Fortunatamente, dopo un deputato, François Jolivet, il ministro dell’Istruzione Jean-Michel Blanquer ha rapidamente reagito, dichiarando che se il femminismo è la grande causa del quinquennio non deve per questo motivo “triturare la lingua francese” (…). Appoggiato su questo tema dalla première dame Brigitte Macron, che ha invitato tutti al buon senso: ‘Ci sono due pronomi, il e elle’. Ma a quanto pare, queste reazioni non sono bastate per arginare un movimento che ha delle radici molto profonde (…). L’invasione del movimento ‘woke’ attraverso il pronome ‘iel’ e della scrittura inclusiva rischia di dare un colpo fatale alla nostra lingua e più in generale alla nostra nazione.

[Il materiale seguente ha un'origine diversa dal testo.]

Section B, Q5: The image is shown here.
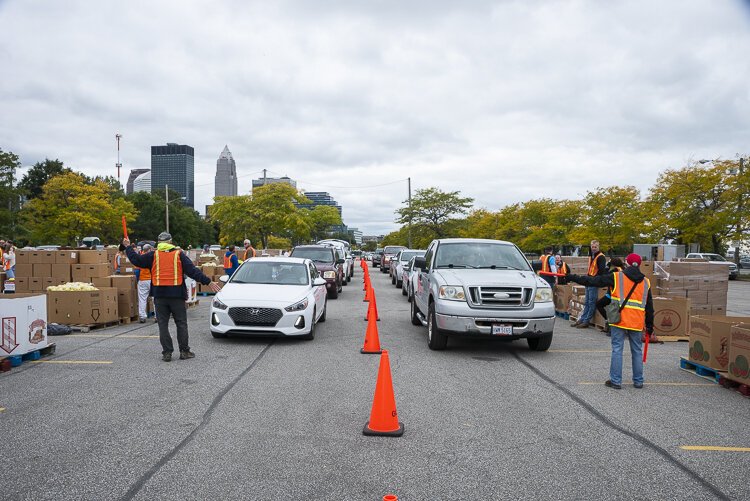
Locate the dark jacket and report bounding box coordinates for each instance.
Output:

Assisteremo a nuove querelle tra parrocchie opposte, a nuove guerre di religione, a nuovi scontri teologici che accresceranno le nostre divisioni e renderanno ancora più fragile l’arcipelago francese (il riferimento è al libro del sociologo e direttore dell’istituto sondaggistico Ifop Jérôme Fourquet, ‘L’archipel français. Naissance d’une nation multiple et divisée’, Seuil). In un momento in cui già molte minacce incombono su di noi, la globalizzazione, il rischio della nostra dissoluzione, un islam conquistatore, non aggiungiamo alle nostre rilevanti debolezze e alle nostre impotenze un indebolimento deleterio della lingua francese, che forse è il nostro ultimo bene comune”.